Él grita que no quiere que se la lleven, diciendo la madre que la llevarán al orfanato con otras niñas y estará bien, pero él les dice que si se queda con ellos les dirá dónde están las cruces, diciéndole el padre que son dos cosas distintas, asegurando el niño que entonces nunca las encontrará.

Les dice luego, que si se queda Paulette además de decirle donde están las cruces irá al catecismo, a la escuela y ayudará en casa.

Cuando se lo prometen, les dice que están en el molino.

Los gendarmes le preguntan a la niña si murieron sus padres en el bombardeo, diciendo la niña que no, y cuando le preguntan cómo se apellida ella dice que Dollé, pues quiere apellidarse como Michel.
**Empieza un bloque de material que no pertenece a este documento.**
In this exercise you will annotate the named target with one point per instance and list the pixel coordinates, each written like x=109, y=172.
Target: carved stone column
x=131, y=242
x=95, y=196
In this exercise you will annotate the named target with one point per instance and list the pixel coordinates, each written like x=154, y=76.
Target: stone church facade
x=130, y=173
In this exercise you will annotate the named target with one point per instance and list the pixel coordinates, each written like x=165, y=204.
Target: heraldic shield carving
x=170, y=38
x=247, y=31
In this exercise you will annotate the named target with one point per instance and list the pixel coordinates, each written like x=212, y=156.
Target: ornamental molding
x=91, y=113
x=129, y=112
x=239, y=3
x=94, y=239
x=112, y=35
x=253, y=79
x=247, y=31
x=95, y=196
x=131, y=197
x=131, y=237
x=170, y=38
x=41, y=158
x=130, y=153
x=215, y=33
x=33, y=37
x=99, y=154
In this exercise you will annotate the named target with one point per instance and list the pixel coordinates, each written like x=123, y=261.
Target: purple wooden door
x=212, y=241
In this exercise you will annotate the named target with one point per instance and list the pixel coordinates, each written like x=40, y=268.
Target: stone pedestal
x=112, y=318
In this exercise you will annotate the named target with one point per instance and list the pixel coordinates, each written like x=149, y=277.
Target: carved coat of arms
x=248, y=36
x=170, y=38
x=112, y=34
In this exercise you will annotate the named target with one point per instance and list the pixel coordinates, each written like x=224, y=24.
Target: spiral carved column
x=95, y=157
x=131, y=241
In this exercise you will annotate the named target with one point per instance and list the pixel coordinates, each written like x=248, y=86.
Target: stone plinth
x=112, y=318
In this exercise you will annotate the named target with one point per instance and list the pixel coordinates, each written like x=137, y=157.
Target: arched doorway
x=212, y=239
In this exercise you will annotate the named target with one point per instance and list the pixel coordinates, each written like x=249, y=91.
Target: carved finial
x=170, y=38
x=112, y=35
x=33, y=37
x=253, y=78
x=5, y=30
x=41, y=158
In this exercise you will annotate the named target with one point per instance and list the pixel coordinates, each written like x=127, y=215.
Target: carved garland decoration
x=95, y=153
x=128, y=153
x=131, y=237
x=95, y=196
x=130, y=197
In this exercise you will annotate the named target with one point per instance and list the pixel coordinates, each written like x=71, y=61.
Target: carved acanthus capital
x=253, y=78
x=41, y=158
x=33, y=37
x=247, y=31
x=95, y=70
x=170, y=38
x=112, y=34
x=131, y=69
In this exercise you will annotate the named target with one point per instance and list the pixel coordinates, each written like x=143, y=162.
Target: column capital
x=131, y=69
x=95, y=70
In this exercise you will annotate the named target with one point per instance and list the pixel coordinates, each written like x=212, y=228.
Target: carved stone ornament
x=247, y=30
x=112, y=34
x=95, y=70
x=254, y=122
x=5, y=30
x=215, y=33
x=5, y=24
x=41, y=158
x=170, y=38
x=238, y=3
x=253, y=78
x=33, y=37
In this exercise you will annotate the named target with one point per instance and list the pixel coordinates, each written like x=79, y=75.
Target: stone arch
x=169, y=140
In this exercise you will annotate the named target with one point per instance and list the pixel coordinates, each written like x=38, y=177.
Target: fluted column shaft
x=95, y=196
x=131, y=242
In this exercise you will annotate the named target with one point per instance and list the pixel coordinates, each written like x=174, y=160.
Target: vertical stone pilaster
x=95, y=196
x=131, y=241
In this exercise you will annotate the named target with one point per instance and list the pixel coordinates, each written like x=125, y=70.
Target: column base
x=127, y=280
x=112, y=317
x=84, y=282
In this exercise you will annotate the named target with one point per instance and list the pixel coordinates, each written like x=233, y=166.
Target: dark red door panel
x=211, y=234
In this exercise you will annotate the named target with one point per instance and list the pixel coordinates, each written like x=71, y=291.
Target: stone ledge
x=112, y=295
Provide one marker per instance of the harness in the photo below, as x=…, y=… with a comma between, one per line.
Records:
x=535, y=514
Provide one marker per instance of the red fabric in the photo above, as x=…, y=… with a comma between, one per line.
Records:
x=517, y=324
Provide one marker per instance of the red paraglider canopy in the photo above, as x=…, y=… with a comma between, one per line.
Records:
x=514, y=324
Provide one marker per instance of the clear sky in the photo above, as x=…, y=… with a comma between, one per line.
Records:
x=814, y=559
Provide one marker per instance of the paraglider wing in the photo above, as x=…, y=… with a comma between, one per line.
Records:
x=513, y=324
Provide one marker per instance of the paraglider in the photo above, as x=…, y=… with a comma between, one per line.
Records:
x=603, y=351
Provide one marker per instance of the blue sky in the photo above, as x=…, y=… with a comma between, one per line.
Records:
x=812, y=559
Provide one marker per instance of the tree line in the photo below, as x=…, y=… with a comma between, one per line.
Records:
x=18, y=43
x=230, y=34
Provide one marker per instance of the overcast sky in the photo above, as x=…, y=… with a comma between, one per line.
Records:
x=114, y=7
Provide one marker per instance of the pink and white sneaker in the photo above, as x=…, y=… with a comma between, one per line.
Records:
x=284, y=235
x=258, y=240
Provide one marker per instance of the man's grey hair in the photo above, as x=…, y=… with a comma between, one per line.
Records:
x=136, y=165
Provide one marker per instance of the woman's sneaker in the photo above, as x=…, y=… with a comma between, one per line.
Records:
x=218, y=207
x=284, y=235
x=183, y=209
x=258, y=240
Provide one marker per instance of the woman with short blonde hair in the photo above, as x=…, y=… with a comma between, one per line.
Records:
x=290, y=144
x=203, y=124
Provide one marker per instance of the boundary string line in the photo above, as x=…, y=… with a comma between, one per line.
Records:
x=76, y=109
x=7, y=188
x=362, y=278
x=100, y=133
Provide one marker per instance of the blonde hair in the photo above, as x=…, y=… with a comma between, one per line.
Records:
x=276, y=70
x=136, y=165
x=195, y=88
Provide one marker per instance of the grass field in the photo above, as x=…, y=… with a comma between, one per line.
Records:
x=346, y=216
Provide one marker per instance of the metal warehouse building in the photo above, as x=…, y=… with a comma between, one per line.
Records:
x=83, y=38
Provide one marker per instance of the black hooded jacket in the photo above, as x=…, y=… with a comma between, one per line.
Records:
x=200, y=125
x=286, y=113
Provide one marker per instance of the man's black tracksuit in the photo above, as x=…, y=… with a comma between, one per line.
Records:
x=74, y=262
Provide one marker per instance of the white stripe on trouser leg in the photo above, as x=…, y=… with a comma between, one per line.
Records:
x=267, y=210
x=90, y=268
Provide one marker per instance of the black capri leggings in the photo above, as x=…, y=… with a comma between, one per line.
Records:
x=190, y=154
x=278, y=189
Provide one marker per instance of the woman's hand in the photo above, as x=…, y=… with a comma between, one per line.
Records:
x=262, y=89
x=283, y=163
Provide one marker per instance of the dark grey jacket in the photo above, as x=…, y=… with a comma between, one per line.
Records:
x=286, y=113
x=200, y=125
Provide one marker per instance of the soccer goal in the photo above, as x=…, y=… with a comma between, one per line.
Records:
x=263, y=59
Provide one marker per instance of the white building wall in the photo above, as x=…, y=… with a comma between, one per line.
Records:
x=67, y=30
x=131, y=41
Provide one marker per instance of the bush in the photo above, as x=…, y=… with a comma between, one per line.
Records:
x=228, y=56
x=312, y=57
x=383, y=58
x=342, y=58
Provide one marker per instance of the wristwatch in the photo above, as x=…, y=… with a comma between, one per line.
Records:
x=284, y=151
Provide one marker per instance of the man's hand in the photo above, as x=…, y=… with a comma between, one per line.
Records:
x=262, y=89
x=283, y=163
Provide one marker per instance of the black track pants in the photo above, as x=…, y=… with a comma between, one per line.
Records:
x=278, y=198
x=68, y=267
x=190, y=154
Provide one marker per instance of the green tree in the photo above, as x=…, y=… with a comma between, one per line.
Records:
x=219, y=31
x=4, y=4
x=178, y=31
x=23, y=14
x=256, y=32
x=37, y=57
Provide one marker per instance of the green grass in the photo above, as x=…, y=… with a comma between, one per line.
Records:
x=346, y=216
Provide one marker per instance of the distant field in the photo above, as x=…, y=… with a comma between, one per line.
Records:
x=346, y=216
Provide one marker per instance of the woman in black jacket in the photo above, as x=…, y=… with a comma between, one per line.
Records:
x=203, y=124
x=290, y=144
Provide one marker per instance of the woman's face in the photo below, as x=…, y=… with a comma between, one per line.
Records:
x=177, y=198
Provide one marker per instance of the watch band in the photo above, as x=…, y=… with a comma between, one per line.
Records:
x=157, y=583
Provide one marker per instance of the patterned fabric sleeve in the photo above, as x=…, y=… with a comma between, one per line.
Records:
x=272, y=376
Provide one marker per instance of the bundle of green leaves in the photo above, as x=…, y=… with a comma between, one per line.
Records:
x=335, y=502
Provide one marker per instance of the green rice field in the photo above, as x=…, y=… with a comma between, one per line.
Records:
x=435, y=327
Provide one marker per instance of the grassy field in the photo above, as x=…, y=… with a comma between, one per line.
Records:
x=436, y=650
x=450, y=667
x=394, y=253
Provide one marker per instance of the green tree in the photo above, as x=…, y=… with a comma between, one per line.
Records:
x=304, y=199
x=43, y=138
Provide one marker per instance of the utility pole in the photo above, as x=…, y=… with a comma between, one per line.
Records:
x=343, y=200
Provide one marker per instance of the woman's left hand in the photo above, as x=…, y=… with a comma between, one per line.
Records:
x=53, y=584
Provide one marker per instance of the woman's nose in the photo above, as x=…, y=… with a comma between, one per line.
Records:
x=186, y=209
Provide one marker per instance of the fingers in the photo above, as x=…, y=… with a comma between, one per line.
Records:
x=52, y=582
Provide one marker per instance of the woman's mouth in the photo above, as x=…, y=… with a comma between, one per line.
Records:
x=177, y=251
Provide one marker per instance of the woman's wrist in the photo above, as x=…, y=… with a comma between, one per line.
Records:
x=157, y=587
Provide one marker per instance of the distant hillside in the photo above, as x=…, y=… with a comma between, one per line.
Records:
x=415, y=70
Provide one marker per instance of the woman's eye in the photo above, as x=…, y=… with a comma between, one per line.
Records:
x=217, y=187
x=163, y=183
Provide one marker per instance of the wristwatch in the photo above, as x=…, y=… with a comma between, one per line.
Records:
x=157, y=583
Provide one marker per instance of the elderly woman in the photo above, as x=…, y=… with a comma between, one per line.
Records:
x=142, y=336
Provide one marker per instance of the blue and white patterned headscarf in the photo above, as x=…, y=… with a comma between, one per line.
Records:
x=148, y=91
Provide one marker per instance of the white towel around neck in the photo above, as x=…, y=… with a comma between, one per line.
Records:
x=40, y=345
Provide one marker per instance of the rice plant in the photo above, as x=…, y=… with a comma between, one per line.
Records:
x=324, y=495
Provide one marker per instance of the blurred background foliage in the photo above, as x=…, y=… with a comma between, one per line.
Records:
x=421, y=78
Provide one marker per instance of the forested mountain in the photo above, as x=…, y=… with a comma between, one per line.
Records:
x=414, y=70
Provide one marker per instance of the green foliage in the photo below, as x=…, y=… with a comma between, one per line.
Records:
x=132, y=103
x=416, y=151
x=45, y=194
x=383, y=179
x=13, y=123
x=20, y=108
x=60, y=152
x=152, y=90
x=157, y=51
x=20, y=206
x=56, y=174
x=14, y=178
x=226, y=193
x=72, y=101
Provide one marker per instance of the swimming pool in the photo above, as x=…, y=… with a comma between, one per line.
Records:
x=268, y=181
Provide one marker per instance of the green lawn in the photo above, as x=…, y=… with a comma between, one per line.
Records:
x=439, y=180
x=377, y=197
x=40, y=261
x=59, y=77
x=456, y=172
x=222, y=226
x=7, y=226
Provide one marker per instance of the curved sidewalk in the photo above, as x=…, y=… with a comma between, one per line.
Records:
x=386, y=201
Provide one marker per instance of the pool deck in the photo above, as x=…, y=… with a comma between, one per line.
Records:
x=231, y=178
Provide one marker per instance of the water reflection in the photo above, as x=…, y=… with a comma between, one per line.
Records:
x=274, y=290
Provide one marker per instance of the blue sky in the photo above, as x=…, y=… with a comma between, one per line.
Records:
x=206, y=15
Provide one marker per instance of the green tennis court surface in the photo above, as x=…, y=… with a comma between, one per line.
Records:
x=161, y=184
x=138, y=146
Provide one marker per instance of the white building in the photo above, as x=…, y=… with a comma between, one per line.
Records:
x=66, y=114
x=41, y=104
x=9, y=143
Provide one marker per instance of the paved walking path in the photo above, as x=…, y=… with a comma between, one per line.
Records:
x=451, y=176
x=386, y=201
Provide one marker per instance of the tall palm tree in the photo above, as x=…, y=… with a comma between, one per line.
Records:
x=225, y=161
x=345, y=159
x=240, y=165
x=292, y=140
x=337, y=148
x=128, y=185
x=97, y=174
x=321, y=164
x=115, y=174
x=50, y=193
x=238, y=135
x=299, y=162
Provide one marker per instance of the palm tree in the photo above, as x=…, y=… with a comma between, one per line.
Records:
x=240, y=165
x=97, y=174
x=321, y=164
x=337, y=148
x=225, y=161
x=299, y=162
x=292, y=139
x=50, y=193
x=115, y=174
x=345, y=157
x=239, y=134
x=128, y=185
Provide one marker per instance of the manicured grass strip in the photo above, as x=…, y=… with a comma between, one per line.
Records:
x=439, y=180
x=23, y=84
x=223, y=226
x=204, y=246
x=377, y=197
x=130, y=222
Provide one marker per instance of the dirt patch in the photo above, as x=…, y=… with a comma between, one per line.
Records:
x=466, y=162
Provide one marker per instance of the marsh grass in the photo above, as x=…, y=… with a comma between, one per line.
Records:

Les dicen que la entregarán a la Cruz Roja, pidiéndole a Joseph que firme, llamándolo Michel mentiroso, recordándole que le prometió que se quedaría, y asegurando que no le dará las cruces, tras lo que sale corriendo hacia el molino, y empieza a arrancarlas y a tirarlas al río.

Se queda solo con el collar que colocó ella en la de su perro, y lo cuelga junto al búho, al que le pide que lo guarde.

Llevada al orfanato, a la niña le colocan un cartel con su nombre "Paulette Dollé".

Allí algunas personas tratan de encontrar a sus familiares, y oye a una mujer llamar a una amiga que se llama Michel y ella empieza a gritar también Michel y llora.

Ella comienza a seguirlas y a llorar y a gritar llamando a su madre y a Michel, perdiéndose mientras corre, entre la gente.